While the Ephesian church at the time of John’s reception of the revelation of Christ had resisted and hated the deeds of the Nicolaitans, Jesus charged the Pergamum church with this: “You also have some who in the same way hold the teaching of the Nicolaitans” (2:15). Again, the label “Nicolaitans” is etymologically derived from the Greek words nike, meaning “to conquer” or “to be victorious,” and laos, meaning “people.” Nicolaitan religion “conquers the people.” It is but another variation of Balaamite religion that also plagued the church in Pergamum, for the name Balaam is derived from two Hebrew words, bala, meaning “to devour” or “to consume,” and am, meaning “people.” So we see that Religion devours and consumes the people. It uses and abuses them. It “eats them alive,” swallowing up all that they have in order to appease its insatiable appetite for personal enrichment and institutional advancement. Religion does not seek the highest good of men, but it is men seeking their own personal benefit.

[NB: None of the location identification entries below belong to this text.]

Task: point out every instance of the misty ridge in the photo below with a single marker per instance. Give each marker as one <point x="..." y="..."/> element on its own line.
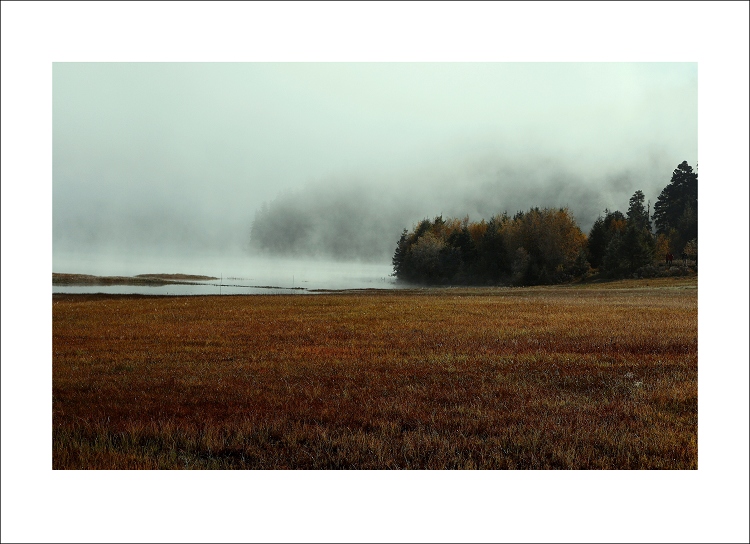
<point x="361" y="220"/>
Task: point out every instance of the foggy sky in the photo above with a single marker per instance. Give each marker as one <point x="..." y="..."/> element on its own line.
<point x="178" y="157"/>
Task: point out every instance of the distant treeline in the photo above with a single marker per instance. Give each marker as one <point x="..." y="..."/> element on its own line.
<point x="545" y="246"/>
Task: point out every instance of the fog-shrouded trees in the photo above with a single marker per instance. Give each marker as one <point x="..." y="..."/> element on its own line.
<point x="540" y="246"/>
<point x="676" y="210"/>
<point x="632" y="247"/>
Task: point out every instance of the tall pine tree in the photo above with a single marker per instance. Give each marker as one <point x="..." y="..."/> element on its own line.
<point x="677" y="205"/>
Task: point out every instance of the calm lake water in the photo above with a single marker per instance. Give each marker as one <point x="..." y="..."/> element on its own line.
<point x="238" y="275"/>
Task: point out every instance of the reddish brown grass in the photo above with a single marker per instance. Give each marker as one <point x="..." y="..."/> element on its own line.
<point x="601" y="377"/>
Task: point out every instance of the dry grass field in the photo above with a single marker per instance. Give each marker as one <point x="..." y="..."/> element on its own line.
<point x="576" y="377"/>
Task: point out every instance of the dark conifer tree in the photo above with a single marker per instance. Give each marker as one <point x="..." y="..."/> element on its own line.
<point x="677" y="205"/>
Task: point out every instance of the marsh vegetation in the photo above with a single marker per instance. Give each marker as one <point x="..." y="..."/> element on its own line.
<point x="570" y="377"/>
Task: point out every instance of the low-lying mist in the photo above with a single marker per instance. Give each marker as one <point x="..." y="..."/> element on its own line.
<point x="362" y="220"/>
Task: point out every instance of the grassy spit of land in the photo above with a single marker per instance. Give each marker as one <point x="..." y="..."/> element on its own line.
<point x="603" y="376"/>
<point x="140" y="279"/>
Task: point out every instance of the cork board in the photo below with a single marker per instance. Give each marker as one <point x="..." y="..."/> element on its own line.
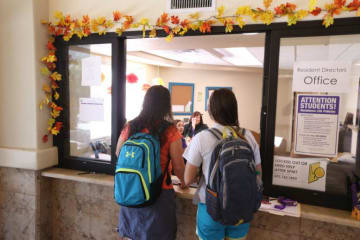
<point x="182" y="97"/>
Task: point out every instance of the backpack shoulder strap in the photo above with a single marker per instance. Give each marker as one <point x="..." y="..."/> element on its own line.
<point x="217" y="134"/>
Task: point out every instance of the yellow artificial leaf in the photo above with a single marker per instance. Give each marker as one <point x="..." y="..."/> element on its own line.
<point x="144" y="21"/>
<point x="56" y="76"/>
<point x="240" y="22"/>
<point x="51" y="122"/>
<point x="152" y="33"/>
<point x="301" y="14"/>
<point x="267" y="3"/>
<point x="328" y="20"/>
<point x="56" y="95"/>
<point x="119" y="31"/>
<point x="55" y="113"/>
<point x="292" y="19"/>
<point x="245" y="10"/>
<point x="195" y="15"/>
<point x="46" y="88"/>
<point x="45" y="71"/>
<point x="220" y="11"/>
<point x="267" y="17"/>
<point x="58" y="15"/>
<point x="176" y="30"/>
<point x="194" y="26"/>
<point x="169" y="37"/>
<point x="54" y="131"/>
<point x="312" y="5"/>
<point x="182" y="33"/>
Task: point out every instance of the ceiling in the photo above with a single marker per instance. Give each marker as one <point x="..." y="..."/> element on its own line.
<point x="237" y="52"/>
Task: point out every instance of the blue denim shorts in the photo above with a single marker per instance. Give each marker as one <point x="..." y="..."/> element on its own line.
<point x="208" y="229"/>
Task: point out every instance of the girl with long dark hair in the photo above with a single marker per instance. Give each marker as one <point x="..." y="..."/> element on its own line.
<point x="157" y="221"/>
<point x="224" y="111"/>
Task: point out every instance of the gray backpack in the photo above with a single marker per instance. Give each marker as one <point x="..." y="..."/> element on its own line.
<point x="233" y="191"/>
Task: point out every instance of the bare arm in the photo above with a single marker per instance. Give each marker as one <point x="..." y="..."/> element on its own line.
<point x="176" y="152"/>
<point x="191" y="172"/>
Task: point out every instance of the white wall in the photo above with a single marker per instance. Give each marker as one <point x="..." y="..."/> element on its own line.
<point x="152" y="9"/>
<point x="22" y="44"/>
<point x="246" y="86"/>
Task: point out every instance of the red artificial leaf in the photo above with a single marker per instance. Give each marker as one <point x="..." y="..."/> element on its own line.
<point x="205" y="27"/>
<point x="279" y="10"/>
<point x="50" y="46"/>
<point x="146" y="86"/>
<point x="175" y="20"/>
<point x="45" y="138"/>
<point x="132" y="78"/>
<point x="354" y="5"/>
<point x="185" y="23"/>
<point x="316" y="11"/>
<point x="86" y="19"/>
<point x="117" y="16"/>
<point x="291" y="6"/>
<point x="58" y="125"/>
<point x="166" y="29"/>
<point x="339" y="3"/>
<point x="163" y="19"/>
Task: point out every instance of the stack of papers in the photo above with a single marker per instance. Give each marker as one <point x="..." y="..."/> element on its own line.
<point x="293" y="211"/>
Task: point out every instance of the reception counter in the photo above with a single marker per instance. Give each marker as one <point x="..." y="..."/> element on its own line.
<point x="81" y="204"/>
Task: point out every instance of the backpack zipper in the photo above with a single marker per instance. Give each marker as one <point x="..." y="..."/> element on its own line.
<point x="143" y="150"/>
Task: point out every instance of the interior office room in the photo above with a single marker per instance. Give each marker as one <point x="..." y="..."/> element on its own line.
<point x="62" y="186"/>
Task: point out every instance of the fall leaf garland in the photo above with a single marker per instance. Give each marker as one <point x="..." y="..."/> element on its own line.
<point x="173" y="26"/>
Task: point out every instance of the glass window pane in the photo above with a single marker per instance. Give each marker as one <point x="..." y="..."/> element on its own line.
<point x="317" y="113"/>
<point x="90" y="101"/>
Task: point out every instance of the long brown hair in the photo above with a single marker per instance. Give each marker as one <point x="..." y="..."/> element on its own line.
<point x="155" y="113"/>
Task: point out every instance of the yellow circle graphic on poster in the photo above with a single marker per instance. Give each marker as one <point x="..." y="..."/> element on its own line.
<point x="319" y="172"/>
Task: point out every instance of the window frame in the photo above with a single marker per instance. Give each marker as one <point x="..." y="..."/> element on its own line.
<point x="343" y="26"/>
<point x="118" y="67"/>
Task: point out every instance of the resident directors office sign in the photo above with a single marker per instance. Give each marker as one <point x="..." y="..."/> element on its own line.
<point x="322" y="76"/>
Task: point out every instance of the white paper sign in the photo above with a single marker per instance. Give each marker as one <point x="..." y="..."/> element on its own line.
<point x="317" y="123"/>
<point x="321" y="76"/>
<point x="178" y="108"/>
<point x="91" y="109"/>
<point x="91" y="71"/>
<point x="305" y="173"/>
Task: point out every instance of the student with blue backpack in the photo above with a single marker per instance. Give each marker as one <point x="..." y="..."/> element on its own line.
<point x="230" y="190"/>
<point x="148" y="149"/>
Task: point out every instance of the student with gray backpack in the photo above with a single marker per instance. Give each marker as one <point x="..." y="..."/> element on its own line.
<point x="230" y="190"/>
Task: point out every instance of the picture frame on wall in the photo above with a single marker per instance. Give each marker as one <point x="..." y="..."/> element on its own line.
<point x="209" y="91"/>
<point x="182" y="98"/>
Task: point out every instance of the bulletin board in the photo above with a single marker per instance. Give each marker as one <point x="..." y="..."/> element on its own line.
<point x="182" y="98"/>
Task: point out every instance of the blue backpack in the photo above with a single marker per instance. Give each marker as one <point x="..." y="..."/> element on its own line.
<point x="138" y="176"/>
<point x="233" y="191"/>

So, I would say that the clergy/laity heresy is here to stay and Christians must always be on the lookout for those who would set themselves up as “lords over God’s people.” Interestingly even some who make it on the list of the hero’s within the various organic church denominations such as Nee and Lee have been notorious Nicolaitans who paid lip service to the priesthood of the believer but nevertheless set themselves up over large groups of people as “God’s specialized prophet and mouthpiece”.
The Nicolaitan clergy/laity distinction/heresy is prevalent and very damaging to the church so learning the truth about and meaning of the words “clergy” and “laity” is very important. The root words from which we derive the English words “clergy” and “laity” are found in the New Testament, but the common usage of “clergy/laity” is far removed from the New Testament concepts.